Helen Thompson, from Colchester, could barely swim when she started at Market Field School in Elmstead Market four years ago.

She now competes for Great Britain and took part in a competition at the London 2012 Aquatics Centre.

It was the latest step in her extraordinary journey.

Helen, 15, said an important part of her transformation has been competing in swimming events run by the charity Panathlon.

The charity gives 17,500 young people with disabilities and special needs opportunities to engage in competitive sport every year.

It is a privilege they are so often otherwise denied.

Market Field, a school for children with special educational needs, enters teams into Panathlon events whenever possible.

After battling through qualifying rounds, eight pupils proudly took their places in a National Under-18 Final at the Aquatics Centre within the Olympic Park.

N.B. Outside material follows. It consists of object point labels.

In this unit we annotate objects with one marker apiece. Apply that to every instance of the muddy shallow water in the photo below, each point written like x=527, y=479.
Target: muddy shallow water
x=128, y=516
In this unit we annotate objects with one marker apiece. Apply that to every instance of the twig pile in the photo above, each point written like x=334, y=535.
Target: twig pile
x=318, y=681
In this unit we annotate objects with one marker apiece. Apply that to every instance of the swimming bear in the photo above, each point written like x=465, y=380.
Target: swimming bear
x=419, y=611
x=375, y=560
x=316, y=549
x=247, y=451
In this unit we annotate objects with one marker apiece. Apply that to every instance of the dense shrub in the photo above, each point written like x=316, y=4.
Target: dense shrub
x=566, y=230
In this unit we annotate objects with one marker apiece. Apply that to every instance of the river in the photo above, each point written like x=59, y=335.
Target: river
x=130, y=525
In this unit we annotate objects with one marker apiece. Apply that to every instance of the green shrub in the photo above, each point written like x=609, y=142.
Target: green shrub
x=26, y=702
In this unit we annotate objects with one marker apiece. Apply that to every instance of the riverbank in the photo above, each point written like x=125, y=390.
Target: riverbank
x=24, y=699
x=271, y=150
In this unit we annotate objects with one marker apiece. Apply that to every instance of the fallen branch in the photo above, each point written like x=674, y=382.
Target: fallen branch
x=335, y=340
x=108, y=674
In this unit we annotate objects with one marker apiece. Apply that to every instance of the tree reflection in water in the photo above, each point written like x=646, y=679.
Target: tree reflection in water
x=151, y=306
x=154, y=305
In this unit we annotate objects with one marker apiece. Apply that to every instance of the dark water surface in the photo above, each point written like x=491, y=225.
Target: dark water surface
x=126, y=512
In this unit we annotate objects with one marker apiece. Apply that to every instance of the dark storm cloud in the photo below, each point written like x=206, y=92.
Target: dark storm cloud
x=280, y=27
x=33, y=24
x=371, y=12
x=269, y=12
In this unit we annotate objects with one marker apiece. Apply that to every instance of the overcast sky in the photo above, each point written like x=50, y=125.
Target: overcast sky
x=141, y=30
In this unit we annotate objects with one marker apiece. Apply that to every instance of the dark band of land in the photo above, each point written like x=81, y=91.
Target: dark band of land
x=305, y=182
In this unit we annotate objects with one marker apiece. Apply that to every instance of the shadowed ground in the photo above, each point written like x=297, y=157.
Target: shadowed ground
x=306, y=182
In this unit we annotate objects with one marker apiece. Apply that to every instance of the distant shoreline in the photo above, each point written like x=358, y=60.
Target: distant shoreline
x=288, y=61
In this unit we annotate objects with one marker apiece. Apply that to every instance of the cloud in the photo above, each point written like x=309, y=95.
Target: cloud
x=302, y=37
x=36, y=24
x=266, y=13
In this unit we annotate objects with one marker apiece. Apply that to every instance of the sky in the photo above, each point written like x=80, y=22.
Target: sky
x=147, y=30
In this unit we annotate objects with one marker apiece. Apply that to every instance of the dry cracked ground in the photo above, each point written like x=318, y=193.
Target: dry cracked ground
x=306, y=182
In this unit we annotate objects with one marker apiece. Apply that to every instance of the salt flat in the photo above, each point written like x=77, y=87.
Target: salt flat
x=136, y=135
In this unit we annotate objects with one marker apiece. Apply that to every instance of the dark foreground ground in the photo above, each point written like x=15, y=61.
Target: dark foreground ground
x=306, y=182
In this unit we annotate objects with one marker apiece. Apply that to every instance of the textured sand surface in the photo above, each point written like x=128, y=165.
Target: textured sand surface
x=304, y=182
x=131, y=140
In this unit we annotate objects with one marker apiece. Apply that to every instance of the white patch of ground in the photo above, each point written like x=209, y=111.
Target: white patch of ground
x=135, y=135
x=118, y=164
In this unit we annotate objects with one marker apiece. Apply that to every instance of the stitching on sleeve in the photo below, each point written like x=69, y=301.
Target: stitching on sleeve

They finished seventh out of nine teams.

Moira Barker, Market Field School’s autistic classroom manager, said: “Helen has come from nowhere.

“When she first started at school she couldn’t really swim and now she represents the country.

“Panathlon has really built up her experience of not just swimming, but competitive swimming.”

Partly through Panathlon, Helen has quickly developed a love of the water and competing.

She initially joined Phoenix Swimming Club for disabled swimmers and now swims

for Colchester Swimming Club.

Last year, she was selected for the Great Britain team which competed in the Down’s Syndrome World Swimming Championships in Nova Scotia, Canada.

She won a silver and a bronze in the 25-metre breaststroke and butterfly respectively.

At the Panathlon National Under-18 Swimming Final, Helen was filmed by a media team from event sponsors Speedo, who quizzed her about her love of swimming.

Helen’s team-mate and friend, 17-year-old Imogen Cole, added: “I really enjoy Panathlon and you get so much out of it.

“It allows me to improve and learn new skills and the competitive side is really important.”